“Pupa, non costringermi a infilarti un piede su per il culo”
Terzo film di Tarantino, dopo “Le Iene” e “Pulp Fiction“. Sicuramente un film anomalo per la produzione dell’osannato regista, caratterizzato da minori colpi di scena, situazioni meno stravaganti e inverosimili, e che solo a tratti ritrova i suoi inarrestabili dialoghi.
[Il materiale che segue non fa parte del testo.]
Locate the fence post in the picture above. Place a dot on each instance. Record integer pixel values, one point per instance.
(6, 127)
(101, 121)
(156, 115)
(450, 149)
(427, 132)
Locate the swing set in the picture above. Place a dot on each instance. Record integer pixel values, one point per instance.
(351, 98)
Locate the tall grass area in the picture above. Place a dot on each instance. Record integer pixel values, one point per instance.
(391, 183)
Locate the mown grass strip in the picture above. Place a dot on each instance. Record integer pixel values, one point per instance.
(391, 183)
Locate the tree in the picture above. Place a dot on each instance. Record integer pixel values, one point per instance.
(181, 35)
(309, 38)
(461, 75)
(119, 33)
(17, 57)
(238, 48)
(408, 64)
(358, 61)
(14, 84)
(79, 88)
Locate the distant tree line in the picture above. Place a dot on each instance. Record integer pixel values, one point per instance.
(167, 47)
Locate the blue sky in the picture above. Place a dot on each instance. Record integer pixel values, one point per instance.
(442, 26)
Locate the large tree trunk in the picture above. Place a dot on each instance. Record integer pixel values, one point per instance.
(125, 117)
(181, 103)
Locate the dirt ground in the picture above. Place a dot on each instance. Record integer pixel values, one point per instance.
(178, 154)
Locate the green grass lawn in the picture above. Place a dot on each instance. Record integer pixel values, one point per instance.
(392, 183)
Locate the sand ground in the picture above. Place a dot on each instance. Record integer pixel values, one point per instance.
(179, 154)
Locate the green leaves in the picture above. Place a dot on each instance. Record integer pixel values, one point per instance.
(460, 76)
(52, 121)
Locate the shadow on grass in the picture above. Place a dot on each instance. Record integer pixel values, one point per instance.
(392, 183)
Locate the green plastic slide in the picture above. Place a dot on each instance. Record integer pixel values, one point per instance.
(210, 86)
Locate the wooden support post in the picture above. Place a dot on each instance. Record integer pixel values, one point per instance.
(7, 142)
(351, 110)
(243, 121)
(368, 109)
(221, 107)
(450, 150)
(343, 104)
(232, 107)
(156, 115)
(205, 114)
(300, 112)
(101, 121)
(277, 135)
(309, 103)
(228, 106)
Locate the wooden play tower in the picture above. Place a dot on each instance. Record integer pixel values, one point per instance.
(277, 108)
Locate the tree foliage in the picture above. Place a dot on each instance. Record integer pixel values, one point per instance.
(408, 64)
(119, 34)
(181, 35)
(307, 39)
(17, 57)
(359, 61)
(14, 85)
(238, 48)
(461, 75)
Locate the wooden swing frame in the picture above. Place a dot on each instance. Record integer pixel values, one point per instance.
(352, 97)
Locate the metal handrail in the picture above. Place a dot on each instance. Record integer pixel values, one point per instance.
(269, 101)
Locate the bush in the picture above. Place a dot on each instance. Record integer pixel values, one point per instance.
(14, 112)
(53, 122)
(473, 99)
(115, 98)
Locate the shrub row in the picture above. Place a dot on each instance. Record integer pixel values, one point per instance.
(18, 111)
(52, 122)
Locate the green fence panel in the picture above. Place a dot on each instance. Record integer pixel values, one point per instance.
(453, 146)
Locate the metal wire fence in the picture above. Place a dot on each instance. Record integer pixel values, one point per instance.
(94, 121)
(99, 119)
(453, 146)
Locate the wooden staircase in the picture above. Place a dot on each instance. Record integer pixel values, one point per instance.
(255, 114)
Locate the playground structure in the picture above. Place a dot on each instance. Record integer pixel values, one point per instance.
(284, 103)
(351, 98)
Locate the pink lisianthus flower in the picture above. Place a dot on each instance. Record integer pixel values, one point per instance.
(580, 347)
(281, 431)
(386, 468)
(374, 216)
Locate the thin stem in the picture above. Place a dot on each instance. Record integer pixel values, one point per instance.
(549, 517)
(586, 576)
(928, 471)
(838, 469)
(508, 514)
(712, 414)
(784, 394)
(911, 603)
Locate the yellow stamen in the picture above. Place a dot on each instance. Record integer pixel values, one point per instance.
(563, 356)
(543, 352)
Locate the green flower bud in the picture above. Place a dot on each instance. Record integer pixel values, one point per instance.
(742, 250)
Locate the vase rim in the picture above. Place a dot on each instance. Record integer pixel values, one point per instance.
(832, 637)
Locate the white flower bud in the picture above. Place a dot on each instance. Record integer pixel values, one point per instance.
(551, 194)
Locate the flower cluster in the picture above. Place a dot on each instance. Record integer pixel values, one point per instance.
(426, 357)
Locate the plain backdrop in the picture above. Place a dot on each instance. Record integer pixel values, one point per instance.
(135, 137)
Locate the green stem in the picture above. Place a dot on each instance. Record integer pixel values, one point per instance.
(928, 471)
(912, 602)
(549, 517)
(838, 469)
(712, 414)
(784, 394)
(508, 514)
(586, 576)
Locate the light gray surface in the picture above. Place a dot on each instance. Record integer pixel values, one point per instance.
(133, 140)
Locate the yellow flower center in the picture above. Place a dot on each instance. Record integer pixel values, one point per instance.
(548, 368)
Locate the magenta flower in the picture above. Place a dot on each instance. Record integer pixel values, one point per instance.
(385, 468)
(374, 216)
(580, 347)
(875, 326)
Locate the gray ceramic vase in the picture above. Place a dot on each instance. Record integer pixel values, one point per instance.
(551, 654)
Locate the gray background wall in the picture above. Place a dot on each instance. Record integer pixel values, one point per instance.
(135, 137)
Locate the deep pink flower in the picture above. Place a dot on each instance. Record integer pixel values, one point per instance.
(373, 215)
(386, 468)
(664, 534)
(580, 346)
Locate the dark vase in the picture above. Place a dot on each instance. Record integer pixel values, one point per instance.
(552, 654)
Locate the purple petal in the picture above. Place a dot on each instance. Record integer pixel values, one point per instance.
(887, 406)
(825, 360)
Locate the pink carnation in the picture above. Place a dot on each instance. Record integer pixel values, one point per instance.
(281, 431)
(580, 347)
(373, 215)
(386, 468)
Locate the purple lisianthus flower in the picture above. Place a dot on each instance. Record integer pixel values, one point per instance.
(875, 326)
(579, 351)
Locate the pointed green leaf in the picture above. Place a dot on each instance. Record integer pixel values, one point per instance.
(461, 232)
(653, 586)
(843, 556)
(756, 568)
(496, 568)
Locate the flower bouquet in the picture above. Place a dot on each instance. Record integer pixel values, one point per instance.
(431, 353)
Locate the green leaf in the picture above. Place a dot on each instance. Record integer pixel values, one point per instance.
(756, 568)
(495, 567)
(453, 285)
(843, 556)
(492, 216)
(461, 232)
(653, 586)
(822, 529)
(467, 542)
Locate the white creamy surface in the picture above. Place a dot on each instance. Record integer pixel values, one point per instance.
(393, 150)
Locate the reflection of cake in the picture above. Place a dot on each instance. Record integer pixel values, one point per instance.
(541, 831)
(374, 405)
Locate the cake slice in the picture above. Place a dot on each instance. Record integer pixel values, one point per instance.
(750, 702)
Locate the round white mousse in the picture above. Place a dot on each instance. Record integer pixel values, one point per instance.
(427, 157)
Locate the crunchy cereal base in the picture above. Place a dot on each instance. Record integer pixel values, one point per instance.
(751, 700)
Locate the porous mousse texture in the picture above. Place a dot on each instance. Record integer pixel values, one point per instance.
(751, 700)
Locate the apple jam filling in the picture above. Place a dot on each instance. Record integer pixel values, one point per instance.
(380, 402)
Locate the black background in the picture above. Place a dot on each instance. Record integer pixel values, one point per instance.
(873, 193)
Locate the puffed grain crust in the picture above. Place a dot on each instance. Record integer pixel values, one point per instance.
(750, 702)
Ebbe proprio per questo uno scarso successo al cinema tanto da essere considerato un flop, salvo poi venir “rispolverato” negli ultimi anni.
La vicenda, particolarmente lineare per gli standard tarantiniani, parla appunto di Jackie, una hostess che arrotonda il magro stipendio trasportando denaro sporco e cocaina per conto di Ordell (Samuel L. Jackson), stravagante trafficante d’armi, sicuramente il personaggio trainante e meglio riuscito della pellicola. Il piano non va per il giusto verso e Jackie, una volta incastrata, sarà costretta a collaborare con la polizia, cercando di trarre il massimo profitto da questa situazione. Come di consueto non è la trama in sé e per sé a fare la differenza nei lungometraggi del regista statunitense, bensì come essa si sviluppa, rendendo le scene mai banali e mai superflue.
A conti fatti, Jackie Brown, risulta meno conosciuto dei due predecessori, non per questo meno convincente. Inoltre, a “condire” il ricco piatto che ci serve il regista, ci sono Robert De Niro, che interpreta Louis Gara, distratto collaboratore di Ordell, e l’ammaliante Bridget Fonda (Melanie), di certo ingredienti da non sottovalutare. Per continuare la nostra metafora gastronomica mi piace segnalare come agli occhi del grande pubblico questa pellicola, come il vino, sia migliorata negli anni. Non vi rimane che affrettarvi a stapparla.